Occasional delayed output of events

Tue Jan 19 20:42:55 UTC 2021

On 2021-01-19 14:11, Paul Moore wrote:
> On Tue, Jan 19, 2021 at 3:18 AM Burn Alting <burn.alting at iinet.net.au> wrote:
> > I tend to have a rigorous auditing posture (see the rules loaded in https://github.com/linux-audit/audit-userspace/issues/148) which is not normal for most. Perhaps, Paul, you have hit the nail on the head by stating that this 'severe delay' is not that unreasonable given my rules posture and we just need to 'deal with it' in user space.
> > We still get the event data, I just need to adjust the user space tools to deal with this occurrence.
> > As for what the system is doing, in my home case it's a Centos 7 VM running a tomcat service which only gets busy every 20 minutes and the other is a HPE Z800 running Centos 8 with 4-5 VM's mostly dormant. I can put any code in these hosts to assist in 'validating'/testing the delay.

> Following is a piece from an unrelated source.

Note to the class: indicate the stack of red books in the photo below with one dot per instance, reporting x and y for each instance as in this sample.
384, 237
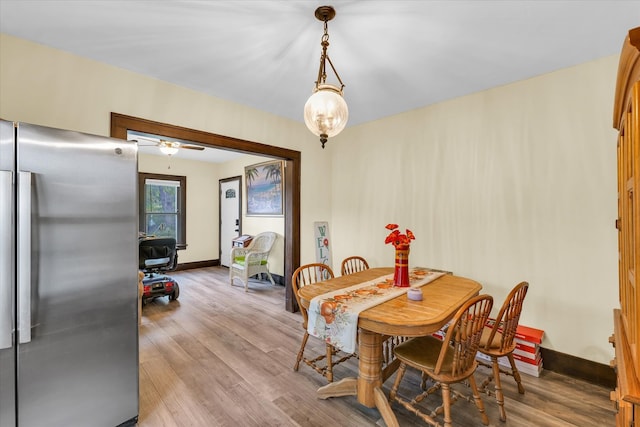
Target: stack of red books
527, 352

Advise and I will run.
> 
> I took a (slightly) closer look at the queuing code just now and the
> corner case I suspected doesn't look very promising here.  On failure
> to send a record to userspace, the record is put back at the front of
> the queue to preserve ordering so the kernel *should* still emit
> records in order even when auditd is under pressure, dead, or in the
> process of a restart.  Also, in this case the kernel kicks the auditd
> connection, disconnecting auditd's netlink socket; I imagine that
> would be a notable event on your systems.
> 
> However, looking at the timestamps in the audit events you posted, I
> noticed something a little odd.  If I align the timestamps a bit
> better let's see if it jumps out at you guys ...
> 
> type=XXX msg=audit(1609519900.159:44606): ...
> type=XXX msg=audit(1609519900.161:44607): ...
> type=XXX msg=audit(1609519900.163:44608): ...
> type=XXX msg=audit(1609519896.829:44609): ...
> type=XXX msg=audit(1609519900.170:44610): ...
> 
> Let me guess Burn, you're running NTP/PTP :)  I'm not sure how auditd
> handles things like this, but it looks like there was a small negative
> time correction between events which caused the odd scenario where
> event N+1 actually occurred before event N according to the wall
> clock.  In other words, your system is time traveling ;)

Interesting...

The timestamp is assigned on syscall entry.
The serial number is assigned on the creation of the first audit record of an event.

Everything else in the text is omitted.